Sydney Botanical Gardens are beautiful any time of the year. I try to go as often as I can to watch the gardens change with the seasons. The harbourside location is hard to beat too.
Last week while I was there I couldn't help noticing the figs laden with fruit. One such is Ficus virens. There are a number of different figs in the gardens so this year there is plenty of food for the local birds and fruitbats. Tis a season of plenty at the moment.
Unfortunately the plenty also refers to the number of fruit bats living in the gardens, I have heard as high as 30,000. It is quite a wonderful and unusual experience to place yourself under the bat path and watch them exit each evening at dusk to fly to feed in nearby suburbs. Sadly there numbers are destroying large parts of the garden as they damage emerging shoots or break off branches.
But back to the fig.
This tree can, at most, be just over 200 years old and so is just a baby.
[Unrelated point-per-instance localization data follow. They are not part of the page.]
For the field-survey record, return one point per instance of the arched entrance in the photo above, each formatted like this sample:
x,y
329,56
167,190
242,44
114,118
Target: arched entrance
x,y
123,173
Underneath the fig, if you look carefully, you will see a couple feeding the birds. These are not pigeons or doves or other softy type birds. These are Australian sulphur crested cockatoos, with huge beaks meant for cracking open nuts and ripping holes in tree trunks to extract tasty grubs. There are signs around begging people not to feed the birds, but they are ignored. I would probably ignore them too if I weren't such a Goody Twoshoes.